Modelling can estimate the number of infections in different populations, subject to different assumptions. But without an infection prevalence survey, or equivalent data, only confirmed cases can be directly observed.
Since confirmed cases are an unknown fraction of total infections and this fraction changes over time, it’s important to be able to accurately estimate the underlying infection numbers to validate such modelling.
And since infection numbers are a leading indication for hospitalisations, they are valuable for planning adjustments to processes or policies, such as testing or isolation.
A FRACTION OF INFECTIONS DETECTED
Without an infection prevalence survey, it is necessary to fall back on less accurate measures of infection estimates.
For example, the fraction of people admitted to hospitals who test positive for COVID-19 is an unreliable estimate of infection prevalence because it is biased by a large number of factors that are difficult to control for.

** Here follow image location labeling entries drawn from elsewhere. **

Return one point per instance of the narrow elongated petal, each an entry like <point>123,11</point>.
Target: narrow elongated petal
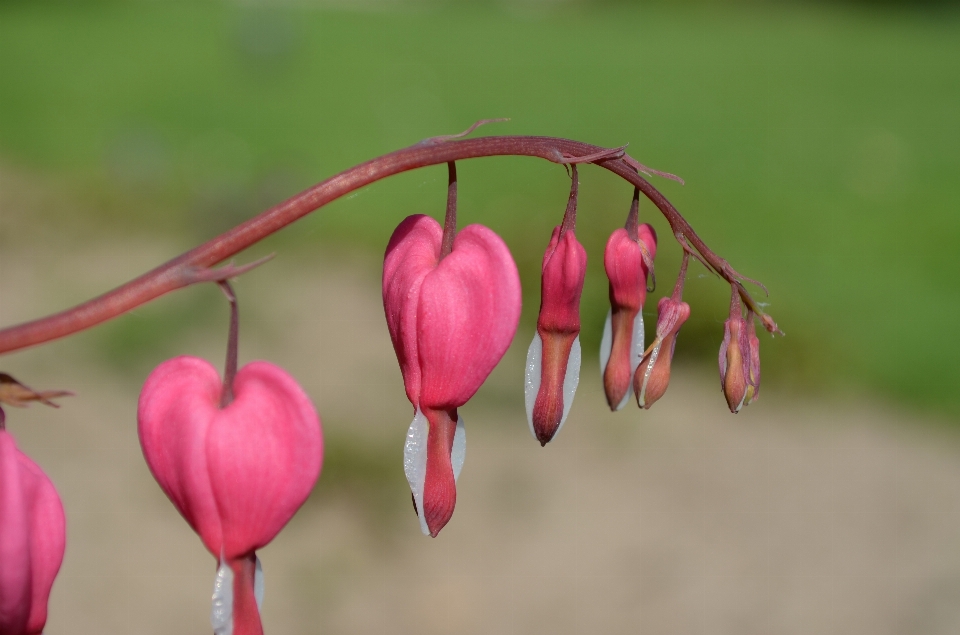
<point>177,404</point>
<point>425,461</point>
<point>32,541</point>
<point>653,374</point>
<point>236,474</point>
<point>627,270</point>
<point>551,355</point>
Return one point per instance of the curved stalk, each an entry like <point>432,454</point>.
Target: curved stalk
<point>189,267</point>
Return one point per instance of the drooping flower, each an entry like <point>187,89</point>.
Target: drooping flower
<point>739,358</point>
<point>553,360</point>
<point>237,473</point>
<point>32,540</point>
<point>450,320</point>
<point>653,373</point>
<point>627,261</point>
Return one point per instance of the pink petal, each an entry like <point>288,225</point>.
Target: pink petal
<point>237,475</point>
<point>16,581</point>
<point>264,451</point>
<point>412,253</point>
<point>47,539</point>
<point>32,540</point>
<point>178,401</point>
<point>468,314</point>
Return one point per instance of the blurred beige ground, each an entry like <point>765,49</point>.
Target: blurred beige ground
<point>792,517</point>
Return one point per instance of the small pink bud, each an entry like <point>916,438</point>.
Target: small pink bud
<point>622,345</point>
<point>553,360</point>
<point>32,540</point>
<point>450,321</point>
<point>735,362</point>
<point>237,474</point>
<point>753,381</point>
<point>653,373</point>
<point>740,361</point>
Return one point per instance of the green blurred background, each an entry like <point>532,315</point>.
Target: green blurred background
<point>818,142</point>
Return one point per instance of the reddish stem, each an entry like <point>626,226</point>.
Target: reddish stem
<point>176,273</point>
<point>450,219</point>
<point>570,214</point>
<point>233,342</point>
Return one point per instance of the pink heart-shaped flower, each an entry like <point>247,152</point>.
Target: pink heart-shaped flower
<point>236,474</point>
<point>450,321</point>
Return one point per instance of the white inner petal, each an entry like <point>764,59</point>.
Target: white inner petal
<point>534,371</point>
<point>221,613</point>
<point>636,344</point>
<point>606,343</point>
<point>415,462</point>
<point>571,379</point>
<point>459,450</point>
<point>642,399</point>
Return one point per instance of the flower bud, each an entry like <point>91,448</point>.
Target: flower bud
<point>553,360</point>
<point>653,373</point>
<point>621,348</point>
<point>735,362</point>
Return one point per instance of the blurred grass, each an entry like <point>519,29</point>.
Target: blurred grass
<point>819,144</point>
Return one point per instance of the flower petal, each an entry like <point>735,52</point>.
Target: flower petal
<point>468,314</point>
<point>413,252</point>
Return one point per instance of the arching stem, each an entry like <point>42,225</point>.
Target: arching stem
<point>570,214</point>
<point>180,271</point>
<point>233,341</point>
<point>450,220</point>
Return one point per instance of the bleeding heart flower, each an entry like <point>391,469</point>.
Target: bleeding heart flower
<point>451,320</point>
<point>238,473</point>
<point>739,358</point>
<point>653,373</point>
<point>553,360</point>
<point>32,540</point>
<point>627,262</point>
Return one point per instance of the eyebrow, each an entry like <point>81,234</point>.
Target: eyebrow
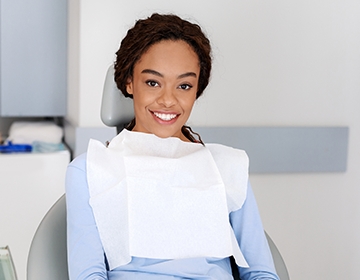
<point>156,73</point>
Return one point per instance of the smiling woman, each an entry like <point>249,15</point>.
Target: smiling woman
<point>154,203</point>
<point>164,86</point>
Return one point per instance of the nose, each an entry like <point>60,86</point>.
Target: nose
<point>167,98</point>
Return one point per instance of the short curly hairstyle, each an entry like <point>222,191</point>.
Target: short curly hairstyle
<point>156,28</point>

Namely, people rarely turn up at a hospital for random reasons. Many of the same factors that might drive hospital admissions, even for reasons not directly linked to COVID-19, are nonetheless related to COVID-19 infection risks.
As an example of infection prevalence data in action, in early January, the UK recorded an average of around 200,000 daily confirmed cases. The ONS survey estimated just under 4 million people were infected at the time.
Details around the length of the survey period during which people might test positive can affect the exact value of the CAR. But the UK figures paint a picture of only a small fraction of infections being detected, even with ARTs being provided frequently and free to every household.
With access to testing in Aotearoa being more limited than in the UK, we might expect our CAR to be even lower, and hence the number of reported cases is likely to significantly undercount true infections.
But without an infection prevalence survey, it’s difficult to tell exactly how much we are undercounting by.
Dr Dion O'Neale is a Senior Lecturer in the Department of Physics at the University of Auckland. He is also the Project Lead of COVID Modelling Aotearoa. Kylie Stewart from Project Te Matatini o te Horapa contributed to this article. This commentary first appeared in The Conversation.